Reynolds, a skilled fishmonger, has been a staple at Penn Avenue Fish Company’s Strip District location for seven years, though his passion for seafood surfaced decades ago. “I always smell like fish,” he says. “It’s a little overpowering. I don’t even smell it anymore. I was a bartender for years and years, and one day I was just looking for something to change it up a little bit, you could say. I’d been fishing since I was like, 9, and I’ve always liked using my hands. I like seafood, too. It was one of those things.”
Between Reynolds and equally experienced fishmongers Kyle Houghtelin, a longtime employee, and Mark Clowney, a newer addition to the staff, the restaurant offers a wealth of knowledge on all things sea-related. While several small packages of fish are delivered daily, two significantly larger shipments — “one from the north and one from the south,” according to Reynolds — make their way to Penn Avenue Fish Company twice a week.
Salmon included, the eatery offers 32 varieties of seafood and a tempting selection of sandwiches, sushi, and elaborate entrees. Because the quality of the fish is so high, however, many customers prefer to order a la carte.
“[The fish] are all fresh; never frozen,” says Reynolds. “The owners here are focused on what the best … we have so much variety. They’re focused on the highest, best possible quality product. And we give it to you the way you want it.”
Penn Avenue Fish Company doesn’t market itself as a made-to-order restaurant. But for all intents and purposes, that’s exactly what it is. When co-owners Henry Dewey and Angela Earley opened the place in 2007, they immediately set out to offer a more specialized approach than the average fish market. Nine years, a second location, and one massive dining room expansion later, that strategy has proven its worth.

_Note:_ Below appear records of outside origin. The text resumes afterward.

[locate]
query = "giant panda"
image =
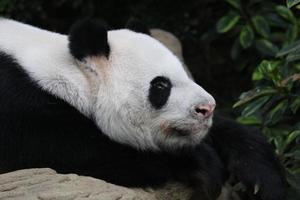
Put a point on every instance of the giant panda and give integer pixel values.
(118, 105)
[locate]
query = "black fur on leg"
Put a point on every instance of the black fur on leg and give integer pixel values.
(210, 175)
(249, 157)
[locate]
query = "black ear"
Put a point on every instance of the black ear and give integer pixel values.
(88, 38)
(137, 26)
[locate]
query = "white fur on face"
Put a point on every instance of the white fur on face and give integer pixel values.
(114, 92)
(124, 111)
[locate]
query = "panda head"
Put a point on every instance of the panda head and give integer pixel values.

Unveiled in 2014, the market’s revamped dining area is bedecked with shades of blue, a brand new sushi bar, and enough seating to accommodate the Strip District’s eager Saturday crowds. It’s vast, calming, and smells faintly of fish — not unlike the ocean. And, if you’re really craving that authentic beach experience, pack your margarita to go. This whole space is BYOB — which makes the already reasonable wait for high-caliber grub much more enjoyable.

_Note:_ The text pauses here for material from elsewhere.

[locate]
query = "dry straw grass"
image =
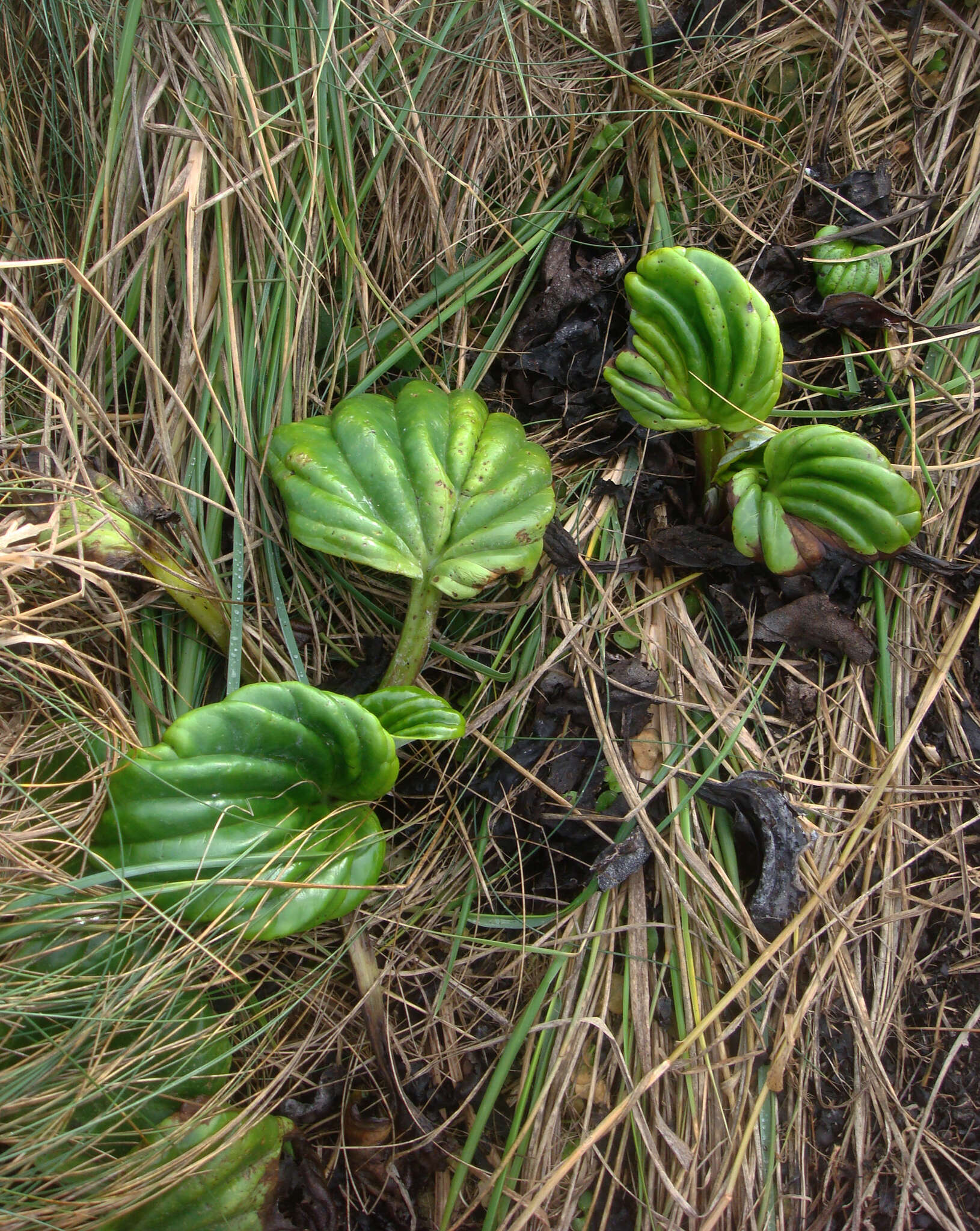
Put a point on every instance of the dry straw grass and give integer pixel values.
(210, 218)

Something else worth noting: At Penn Avenue Fish Company, the quality of the food is directly proportional to that of the customer service. In other words, they’re both unparalleled — and it doesn’t take long to notice.
“We really go the extra mile for a lot of people,” says Houghtelin. “It kinda shows. We all like fish, and we’re all old service industry people. I know how to cook fish — I’ve been cooking since I was 15 years old. Did the whole culinary thing. It’s nice because you have a better idea. Kinda see what people are trying to get out of it and help them in that aspect … we really focus in and specialize.”
Adds Reynolds, “We [fishmongers] are a dying breed. It’s a dying art.”
That may be true, but in an industry where specialization and source are key, this market is surely swimming upstream.
↑ Penn Avenue Fish Company fishmongers Tim Reynolds (left) and Kyle Houghtelin.